III. But now we come to our third point for consideration,-that OF PRACTICAL CO-OPERATION in the entire work as conducted by the different societies. Christian sympathy is not an idle sentiment; it prompts us to the work of faith and to the labour of love. How then, assuming that we possess Christian love towards each other, can we give practical utterance to our affections? In a word, when and how can we co-operate?
Let it be premised that we speak of co-operation such as may, and, we think, should exist amongst men who adhere, nay, perhaps rigidly adhere, to their several notions of Church government. We assume that great differences exist as to which is the right model of Church government; and that we shall still adhere each to his own form, and continue faithful to his own section of the Catholic Church. A brighter day may sometime dawn; but at present our humble task is not to anticipate the future, but to cultivate the opportunities that lie within our reach.

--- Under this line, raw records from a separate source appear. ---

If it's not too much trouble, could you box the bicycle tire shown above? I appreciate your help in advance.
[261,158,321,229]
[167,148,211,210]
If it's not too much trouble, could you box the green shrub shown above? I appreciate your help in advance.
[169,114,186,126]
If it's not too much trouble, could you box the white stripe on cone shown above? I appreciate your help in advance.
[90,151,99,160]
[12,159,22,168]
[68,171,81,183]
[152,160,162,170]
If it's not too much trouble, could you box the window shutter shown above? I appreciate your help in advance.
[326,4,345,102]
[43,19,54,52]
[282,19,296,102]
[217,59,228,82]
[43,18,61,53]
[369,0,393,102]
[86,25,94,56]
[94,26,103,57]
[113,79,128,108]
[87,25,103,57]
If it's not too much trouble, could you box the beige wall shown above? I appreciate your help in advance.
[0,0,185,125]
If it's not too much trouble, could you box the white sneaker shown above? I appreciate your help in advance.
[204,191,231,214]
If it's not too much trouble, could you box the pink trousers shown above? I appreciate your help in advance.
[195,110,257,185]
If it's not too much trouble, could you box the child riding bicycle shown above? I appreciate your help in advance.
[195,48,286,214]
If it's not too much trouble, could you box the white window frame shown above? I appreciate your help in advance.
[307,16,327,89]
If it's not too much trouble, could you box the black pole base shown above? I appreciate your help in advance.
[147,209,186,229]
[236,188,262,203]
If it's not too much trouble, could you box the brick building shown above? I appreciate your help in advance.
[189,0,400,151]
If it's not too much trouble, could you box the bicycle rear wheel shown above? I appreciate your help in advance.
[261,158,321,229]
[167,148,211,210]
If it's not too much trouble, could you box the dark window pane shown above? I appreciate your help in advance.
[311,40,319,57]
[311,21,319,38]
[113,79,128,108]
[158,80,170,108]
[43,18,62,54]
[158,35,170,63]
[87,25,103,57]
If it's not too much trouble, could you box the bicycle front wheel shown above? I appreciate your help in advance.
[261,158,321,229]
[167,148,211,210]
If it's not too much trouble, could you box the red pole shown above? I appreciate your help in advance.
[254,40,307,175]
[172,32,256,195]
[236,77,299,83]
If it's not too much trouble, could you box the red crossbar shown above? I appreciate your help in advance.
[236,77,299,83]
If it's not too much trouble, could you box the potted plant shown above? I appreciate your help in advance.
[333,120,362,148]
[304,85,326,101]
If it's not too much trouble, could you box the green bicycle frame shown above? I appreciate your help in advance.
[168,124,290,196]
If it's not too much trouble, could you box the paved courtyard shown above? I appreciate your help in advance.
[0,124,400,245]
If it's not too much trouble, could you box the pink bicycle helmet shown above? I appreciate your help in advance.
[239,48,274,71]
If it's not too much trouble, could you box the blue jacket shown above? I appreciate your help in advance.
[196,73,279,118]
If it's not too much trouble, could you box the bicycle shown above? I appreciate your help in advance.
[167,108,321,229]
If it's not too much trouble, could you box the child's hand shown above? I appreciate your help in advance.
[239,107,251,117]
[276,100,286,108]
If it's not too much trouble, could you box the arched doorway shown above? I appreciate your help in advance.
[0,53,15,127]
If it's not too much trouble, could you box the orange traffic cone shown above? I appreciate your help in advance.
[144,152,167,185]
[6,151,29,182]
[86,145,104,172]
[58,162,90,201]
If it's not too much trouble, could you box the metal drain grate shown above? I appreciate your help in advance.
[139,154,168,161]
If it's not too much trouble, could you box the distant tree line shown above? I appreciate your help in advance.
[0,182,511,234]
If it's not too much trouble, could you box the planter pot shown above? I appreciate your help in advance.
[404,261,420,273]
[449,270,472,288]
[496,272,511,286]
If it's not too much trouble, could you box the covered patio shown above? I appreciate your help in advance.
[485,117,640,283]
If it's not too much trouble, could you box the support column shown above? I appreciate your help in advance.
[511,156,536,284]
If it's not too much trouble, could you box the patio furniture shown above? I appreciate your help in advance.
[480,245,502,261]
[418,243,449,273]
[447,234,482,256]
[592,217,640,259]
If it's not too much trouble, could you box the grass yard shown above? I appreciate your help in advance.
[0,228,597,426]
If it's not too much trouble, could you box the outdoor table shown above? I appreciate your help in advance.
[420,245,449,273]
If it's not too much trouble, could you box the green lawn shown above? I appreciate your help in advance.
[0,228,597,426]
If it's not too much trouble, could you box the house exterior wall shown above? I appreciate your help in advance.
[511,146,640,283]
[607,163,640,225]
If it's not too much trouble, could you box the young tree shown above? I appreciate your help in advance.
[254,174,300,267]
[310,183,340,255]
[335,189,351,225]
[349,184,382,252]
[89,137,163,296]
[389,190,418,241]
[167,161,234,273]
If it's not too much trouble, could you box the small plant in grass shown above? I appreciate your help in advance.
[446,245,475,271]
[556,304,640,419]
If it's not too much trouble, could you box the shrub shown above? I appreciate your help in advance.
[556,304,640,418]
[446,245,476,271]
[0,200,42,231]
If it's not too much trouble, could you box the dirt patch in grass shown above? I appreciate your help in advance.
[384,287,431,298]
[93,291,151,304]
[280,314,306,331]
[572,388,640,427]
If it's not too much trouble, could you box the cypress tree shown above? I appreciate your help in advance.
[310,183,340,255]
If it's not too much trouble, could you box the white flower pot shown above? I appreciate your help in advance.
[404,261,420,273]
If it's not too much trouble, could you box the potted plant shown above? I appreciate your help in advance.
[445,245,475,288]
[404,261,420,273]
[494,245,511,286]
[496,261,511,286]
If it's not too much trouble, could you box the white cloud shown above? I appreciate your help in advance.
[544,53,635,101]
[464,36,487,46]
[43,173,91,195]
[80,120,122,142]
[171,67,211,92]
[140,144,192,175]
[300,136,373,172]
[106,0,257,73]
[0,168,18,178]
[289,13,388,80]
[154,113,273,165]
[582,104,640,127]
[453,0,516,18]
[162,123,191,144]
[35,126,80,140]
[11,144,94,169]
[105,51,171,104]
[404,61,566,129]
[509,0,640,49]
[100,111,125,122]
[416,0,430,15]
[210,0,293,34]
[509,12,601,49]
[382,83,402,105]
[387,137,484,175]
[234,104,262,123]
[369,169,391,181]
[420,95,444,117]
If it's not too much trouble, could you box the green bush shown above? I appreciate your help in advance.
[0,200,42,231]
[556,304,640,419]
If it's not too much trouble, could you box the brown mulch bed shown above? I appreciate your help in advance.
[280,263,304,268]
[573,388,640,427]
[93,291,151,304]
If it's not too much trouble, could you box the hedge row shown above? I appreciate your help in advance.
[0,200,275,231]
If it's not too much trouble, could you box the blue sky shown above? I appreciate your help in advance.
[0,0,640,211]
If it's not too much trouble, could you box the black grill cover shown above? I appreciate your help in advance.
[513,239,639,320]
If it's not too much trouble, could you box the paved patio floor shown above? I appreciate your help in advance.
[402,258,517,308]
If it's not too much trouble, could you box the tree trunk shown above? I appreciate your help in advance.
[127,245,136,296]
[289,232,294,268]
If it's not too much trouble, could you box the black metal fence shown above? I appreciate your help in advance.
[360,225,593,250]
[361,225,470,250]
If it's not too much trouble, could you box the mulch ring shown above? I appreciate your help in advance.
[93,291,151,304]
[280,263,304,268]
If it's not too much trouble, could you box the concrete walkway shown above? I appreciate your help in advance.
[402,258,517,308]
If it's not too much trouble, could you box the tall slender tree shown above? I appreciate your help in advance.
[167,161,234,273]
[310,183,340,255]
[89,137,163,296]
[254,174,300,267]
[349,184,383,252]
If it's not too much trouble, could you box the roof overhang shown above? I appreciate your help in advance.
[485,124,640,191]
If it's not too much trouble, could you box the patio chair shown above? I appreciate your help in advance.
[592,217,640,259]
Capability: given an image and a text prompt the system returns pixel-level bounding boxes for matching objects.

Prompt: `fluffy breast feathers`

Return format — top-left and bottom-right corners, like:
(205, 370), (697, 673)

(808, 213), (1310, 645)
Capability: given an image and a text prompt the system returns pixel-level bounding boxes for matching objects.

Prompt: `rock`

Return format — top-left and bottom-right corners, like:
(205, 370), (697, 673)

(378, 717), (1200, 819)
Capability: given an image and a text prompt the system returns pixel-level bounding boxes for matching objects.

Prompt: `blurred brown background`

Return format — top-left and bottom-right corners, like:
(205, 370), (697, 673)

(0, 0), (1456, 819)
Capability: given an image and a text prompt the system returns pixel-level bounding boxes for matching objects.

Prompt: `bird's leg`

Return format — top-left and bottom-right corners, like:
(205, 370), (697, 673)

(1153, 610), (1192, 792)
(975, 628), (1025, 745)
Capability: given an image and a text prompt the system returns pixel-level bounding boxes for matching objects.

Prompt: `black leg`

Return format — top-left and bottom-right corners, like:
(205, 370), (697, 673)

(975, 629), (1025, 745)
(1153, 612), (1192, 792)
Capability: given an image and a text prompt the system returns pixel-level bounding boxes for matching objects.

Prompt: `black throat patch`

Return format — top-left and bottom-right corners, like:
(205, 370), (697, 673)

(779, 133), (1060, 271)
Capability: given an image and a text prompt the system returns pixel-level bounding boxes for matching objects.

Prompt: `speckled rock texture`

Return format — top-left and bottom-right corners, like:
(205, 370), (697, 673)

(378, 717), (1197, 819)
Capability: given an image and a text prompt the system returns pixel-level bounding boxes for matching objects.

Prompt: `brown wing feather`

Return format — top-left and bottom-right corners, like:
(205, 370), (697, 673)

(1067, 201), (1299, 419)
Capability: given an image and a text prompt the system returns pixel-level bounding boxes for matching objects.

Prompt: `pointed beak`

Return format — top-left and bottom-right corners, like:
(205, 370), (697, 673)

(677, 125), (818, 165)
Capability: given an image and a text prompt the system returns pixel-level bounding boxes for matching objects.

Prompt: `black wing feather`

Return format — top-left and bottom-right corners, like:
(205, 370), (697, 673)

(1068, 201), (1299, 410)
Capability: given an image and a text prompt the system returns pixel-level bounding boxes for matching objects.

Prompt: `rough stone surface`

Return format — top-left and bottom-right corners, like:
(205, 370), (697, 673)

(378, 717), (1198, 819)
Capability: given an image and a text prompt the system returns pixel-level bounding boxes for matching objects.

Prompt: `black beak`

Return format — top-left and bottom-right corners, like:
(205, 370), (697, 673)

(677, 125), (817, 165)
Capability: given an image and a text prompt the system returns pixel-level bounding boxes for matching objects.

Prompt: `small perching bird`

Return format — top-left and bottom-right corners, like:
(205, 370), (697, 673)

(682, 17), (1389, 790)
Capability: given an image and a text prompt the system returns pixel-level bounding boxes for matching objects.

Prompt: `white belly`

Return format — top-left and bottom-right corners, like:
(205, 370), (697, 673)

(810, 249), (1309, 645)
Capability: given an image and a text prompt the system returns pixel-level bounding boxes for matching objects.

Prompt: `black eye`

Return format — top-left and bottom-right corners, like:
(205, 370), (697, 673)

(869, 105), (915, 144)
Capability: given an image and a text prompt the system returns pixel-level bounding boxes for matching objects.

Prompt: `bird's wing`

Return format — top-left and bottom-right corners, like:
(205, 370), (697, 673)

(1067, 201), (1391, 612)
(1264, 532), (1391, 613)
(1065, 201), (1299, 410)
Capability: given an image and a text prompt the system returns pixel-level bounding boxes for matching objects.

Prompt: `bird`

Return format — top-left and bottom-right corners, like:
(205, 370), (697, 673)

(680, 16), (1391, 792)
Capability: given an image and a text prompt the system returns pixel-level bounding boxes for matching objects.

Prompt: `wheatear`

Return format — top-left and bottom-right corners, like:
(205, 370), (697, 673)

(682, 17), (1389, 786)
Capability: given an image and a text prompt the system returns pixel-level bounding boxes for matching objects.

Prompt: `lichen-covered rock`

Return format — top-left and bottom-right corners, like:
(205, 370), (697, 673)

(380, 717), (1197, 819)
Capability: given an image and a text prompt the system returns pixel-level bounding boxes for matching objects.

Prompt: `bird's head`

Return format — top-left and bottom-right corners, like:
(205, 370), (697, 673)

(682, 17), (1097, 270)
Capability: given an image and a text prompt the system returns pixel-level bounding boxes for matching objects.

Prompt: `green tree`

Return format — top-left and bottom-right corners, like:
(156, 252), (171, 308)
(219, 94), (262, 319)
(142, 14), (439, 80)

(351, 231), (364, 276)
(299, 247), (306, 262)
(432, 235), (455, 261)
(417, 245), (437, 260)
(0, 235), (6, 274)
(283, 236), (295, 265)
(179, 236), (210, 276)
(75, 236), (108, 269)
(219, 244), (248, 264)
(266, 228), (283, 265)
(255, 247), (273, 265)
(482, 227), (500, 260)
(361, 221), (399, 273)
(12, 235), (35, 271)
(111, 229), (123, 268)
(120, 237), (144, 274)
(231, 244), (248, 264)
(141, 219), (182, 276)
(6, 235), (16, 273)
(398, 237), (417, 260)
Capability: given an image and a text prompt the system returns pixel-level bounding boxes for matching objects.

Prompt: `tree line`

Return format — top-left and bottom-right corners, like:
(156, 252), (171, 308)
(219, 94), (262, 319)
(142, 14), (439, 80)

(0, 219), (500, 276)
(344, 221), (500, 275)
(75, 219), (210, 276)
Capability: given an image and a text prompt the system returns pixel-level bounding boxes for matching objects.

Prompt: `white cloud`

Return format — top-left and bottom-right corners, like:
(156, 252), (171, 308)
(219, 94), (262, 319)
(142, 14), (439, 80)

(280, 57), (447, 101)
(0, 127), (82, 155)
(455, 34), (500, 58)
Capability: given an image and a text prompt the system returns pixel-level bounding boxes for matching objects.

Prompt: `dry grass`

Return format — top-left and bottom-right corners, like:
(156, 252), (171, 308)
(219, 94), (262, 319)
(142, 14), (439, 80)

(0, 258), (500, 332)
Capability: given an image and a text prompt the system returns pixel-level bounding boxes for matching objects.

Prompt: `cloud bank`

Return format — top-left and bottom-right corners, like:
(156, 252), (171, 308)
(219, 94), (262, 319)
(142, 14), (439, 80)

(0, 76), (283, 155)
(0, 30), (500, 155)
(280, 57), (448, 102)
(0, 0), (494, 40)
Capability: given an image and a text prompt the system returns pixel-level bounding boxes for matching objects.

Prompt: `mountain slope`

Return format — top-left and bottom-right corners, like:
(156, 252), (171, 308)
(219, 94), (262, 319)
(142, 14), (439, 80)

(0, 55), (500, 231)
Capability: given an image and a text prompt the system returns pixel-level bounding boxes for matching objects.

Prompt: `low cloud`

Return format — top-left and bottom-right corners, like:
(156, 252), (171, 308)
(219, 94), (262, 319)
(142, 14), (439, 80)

First, then, to begin at home; why should we not have an annual conference of the friends, the committees and officers of all our Evangelical missionary societies? Why should they not assemble once a year at least, and under the direction of a president, to be chosen by themselves, proceed calmly to deliberate on their position, their prospects, their difficulties; frankly to avow their mistakes, and cordially to encourage each other? The advantages of such a meeting, were its members actuated by a manly and Christian spirit, would surely be incalculable. Our little jealousies would cease beneath its influence. The low intrigues, the party spirit, the unfounded jealousy, the suspicion and the coldness which isolate our several committees would surely melt; Ephraim and Judah would neither vex nor envy one another. As far as the imperfect condition of the Church allows, we should be what the Church was once-though not, alas! in recent times-when "the multitude of them that believed were of one heart and of one soul.”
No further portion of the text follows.